Wednesday 16 December 2015

Jika Tidak

Jika tidak, mengapa lintasan kita bersisian
menuju pusara yang sejak kaki-kaki kita pandai berkhianat,
sudah direnungkan
berjalan melewati pagi,
malamnya bertaruh mengecoh mimpi
Apakah ia akan pecah?
Apakah ia akan berai?
Bagaimana kau tahu pecah dan berai adalah beda?
semua hati menunggu,
siapa juga yang tidak menanti-nanti hasil undian keluar.
Jika pecah yang keluar, maka aku lah pemenang
jika berai yang keluar, semua ini akan menjadi melelahkan
karena jika tidak, mengapa lintasan kita bersisian?

Terlintas...

Terkadang, saat kau terlalu lama meninggalkan rumah, tidak dapat menemukan alasan untuk kembali, bisa jadi kau akan sulit mengingat jalan ke sana. Jalan pulangmu sendiri. Mulai bertanya-tanya, apakah selama ini aku menuju rumah yang seharusnya? Benarkah rumah tersebut yang telah menggenapkan rasa pulang? Karena jika demikian, mengapa aku masih bisa tersesat?
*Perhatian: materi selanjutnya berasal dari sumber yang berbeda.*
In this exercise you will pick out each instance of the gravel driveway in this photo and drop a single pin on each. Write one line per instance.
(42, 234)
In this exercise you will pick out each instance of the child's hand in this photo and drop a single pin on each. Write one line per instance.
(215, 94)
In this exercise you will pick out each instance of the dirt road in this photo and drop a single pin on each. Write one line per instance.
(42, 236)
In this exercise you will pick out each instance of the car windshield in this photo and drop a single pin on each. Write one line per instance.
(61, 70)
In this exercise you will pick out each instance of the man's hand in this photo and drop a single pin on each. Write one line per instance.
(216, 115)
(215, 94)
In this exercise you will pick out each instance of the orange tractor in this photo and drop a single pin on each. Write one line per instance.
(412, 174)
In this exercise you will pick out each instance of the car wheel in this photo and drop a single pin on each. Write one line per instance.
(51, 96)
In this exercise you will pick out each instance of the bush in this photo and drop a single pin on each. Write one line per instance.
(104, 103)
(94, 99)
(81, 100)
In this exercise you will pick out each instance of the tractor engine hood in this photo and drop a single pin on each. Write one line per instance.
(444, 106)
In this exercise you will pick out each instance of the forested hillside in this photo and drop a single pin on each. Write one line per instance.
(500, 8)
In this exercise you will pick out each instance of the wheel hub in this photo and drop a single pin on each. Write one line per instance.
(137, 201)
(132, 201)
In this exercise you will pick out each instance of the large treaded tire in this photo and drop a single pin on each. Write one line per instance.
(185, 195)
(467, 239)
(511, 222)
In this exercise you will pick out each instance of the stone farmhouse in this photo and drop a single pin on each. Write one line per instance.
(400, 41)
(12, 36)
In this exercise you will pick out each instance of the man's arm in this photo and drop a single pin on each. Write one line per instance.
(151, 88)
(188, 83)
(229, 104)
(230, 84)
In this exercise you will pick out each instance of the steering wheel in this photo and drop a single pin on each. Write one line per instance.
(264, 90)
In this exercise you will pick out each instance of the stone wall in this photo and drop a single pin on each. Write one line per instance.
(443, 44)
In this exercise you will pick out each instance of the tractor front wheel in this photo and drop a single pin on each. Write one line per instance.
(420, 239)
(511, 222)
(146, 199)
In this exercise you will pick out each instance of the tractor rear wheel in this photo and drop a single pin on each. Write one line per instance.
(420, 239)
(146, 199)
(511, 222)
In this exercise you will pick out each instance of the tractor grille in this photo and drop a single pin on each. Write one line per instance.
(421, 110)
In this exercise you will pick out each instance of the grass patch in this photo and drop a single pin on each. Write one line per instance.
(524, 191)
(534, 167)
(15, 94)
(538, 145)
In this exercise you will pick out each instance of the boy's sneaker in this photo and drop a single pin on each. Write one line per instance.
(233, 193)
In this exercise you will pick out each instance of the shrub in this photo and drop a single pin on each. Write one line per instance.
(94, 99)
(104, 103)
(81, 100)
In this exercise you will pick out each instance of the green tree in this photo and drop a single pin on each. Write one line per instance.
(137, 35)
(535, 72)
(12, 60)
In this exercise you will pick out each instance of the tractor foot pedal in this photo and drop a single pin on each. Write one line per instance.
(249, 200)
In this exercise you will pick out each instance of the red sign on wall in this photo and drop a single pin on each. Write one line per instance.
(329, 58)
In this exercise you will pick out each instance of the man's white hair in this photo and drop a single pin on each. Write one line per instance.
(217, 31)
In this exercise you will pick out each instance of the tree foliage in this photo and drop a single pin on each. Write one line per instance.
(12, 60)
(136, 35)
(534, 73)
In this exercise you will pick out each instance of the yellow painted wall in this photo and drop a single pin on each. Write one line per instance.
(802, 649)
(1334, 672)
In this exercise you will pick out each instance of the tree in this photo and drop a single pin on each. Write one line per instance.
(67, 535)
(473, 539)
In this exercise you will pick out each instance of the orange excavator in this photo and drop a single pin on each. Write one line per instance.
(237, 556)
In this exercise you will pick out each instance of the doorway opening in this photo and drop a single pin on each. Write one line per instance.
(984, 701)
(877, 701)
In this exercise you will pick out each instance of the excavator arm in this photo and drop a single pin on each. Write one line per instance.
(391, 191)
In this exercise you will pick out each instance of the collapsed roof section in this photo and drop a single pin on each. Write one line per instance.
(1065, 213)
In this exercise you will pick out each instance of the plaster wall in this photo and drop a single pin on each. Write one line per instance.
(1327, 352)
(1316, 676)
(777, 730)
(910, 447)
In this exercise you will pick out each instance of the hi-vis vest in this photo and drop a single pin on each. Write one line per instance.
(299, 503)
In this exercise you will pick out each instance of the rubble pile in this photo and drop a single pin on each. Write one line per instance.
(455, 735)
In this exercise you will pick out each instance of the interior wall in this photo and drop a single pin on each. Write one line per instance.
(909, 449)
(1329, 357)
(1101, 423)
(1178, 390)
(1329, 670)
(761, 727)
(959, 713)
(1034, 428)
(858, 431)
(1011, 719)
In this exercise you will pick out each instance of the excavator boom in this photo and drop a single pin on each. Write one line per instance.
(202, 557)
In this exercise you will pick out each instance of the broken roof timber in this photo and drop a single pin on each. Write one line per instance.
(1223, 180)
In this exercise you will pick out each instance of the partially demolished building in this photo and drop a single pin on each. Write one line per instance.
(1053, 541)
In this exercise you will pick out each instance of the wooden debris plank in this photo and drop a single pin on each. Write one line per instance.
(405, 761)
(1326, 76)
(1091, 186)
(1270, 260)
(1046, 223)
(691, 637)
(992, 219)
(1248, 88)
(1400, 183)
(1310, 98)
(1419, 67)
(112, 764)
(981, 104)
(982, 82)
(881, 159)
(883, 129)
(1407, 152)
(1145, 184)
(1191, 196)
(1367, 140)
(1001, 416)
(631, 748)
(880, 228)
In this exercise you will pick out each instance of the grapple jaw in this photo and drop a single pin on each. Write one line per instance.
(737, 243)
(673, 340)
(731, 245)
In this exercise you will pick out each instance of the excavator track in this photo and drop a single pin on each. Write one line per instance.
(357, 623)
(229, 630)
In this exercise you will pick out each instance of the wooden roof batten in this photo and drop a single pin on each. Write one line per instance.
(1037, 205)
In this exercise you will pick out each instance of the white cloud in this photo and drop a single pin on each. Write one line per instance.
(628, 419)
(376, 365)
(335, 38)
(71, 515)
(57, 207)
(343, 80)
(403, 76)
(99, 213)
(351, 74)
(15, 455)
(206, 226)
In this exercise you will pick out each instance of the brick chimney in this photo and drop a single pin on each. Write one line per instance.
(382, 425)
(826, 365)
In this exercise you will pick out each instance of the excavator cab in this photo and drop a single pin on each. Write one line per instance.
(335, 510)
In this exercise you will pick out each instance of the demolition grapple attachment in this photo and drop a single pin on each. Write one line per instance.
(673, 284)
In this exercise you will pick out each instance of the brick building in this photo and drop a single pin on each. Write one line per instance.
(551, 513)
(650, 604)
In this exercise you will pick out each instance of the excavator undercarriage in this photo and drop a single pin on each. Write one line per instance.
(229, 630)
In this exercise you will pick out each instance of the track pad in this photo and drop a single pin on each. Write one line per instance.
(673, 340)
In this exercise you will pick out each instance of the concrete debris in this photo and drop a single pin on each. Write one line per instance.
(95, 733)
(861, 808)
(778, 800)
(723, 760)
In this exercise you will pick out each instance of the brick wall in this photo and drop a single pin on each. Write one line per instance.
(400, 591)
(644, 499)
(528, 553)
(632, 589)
Kau tahu, saat kita merasa sedang dihadapkan pada beberapa pilihan, pada dasarnya hanya ada satu pilihan—yang artinya itu bukan pilihan melainkan keyakinan. Lalu dari mana berasal pilihan satu, dua, dan seterusnya? Pilihan-pilihan tersebut berasal dari keraguan—sebab tidak ada yang namanya pilihan, maka sebut itu keraguan satu, dua, dan seterusnya. Maka jelas sudah selama ini, tidak ada yang namanya pilihan. Yang ada hanya satu keyakinan yang diganggu beberapa keraguaan. Jangan sampai bingung.

(Pekanbaru, 16122015)

Friday 4 December 2015

Pigura

Hai.
Aku tidak yakin kapan terakhir kali kau terbujur di sebuah halaman kosong, dimana kau selalu mempunyai tempat. Belakangan kau kehilangan hak, seperti diabaikan untuk dibunuh pelan-pelan. Sekarang kau kembali, mungkin ingin menuntut, atau semacam meminta diberi wewenang yang lebih. Baiklah, kuberi kau wewenang untuk merindu. Adakah kau rindu, Hai? Maaf. Kehilangan bukan rasa yang seharusnya kau miliki. 

Hai, bisa jadi kau bertanya-tanya di mana rangkaian kata itu berdiam selama ini. Bisa jadi kau menerka-nerka adakah tempat yang lebih pantas untuk menyimpan daripada penjaranya: Pigura. Aku mengerti, sebagai pengawal kau adalah yang paling sibuk menyita perhatian, untuk mencari celah agar disulap menjadi ruang. Selama tidak ada itu, kau hanyalah seonggok bungkam, dan bisa-bisa Pigura akan sirna—sesuatu yang selalu kita cemaskan. Kini kau mulai sadar, perjalanan-perjalanan yang lalu menjadikanmu memahami suatu hal: waktu dapat menyihir seseorang menjadi kejam.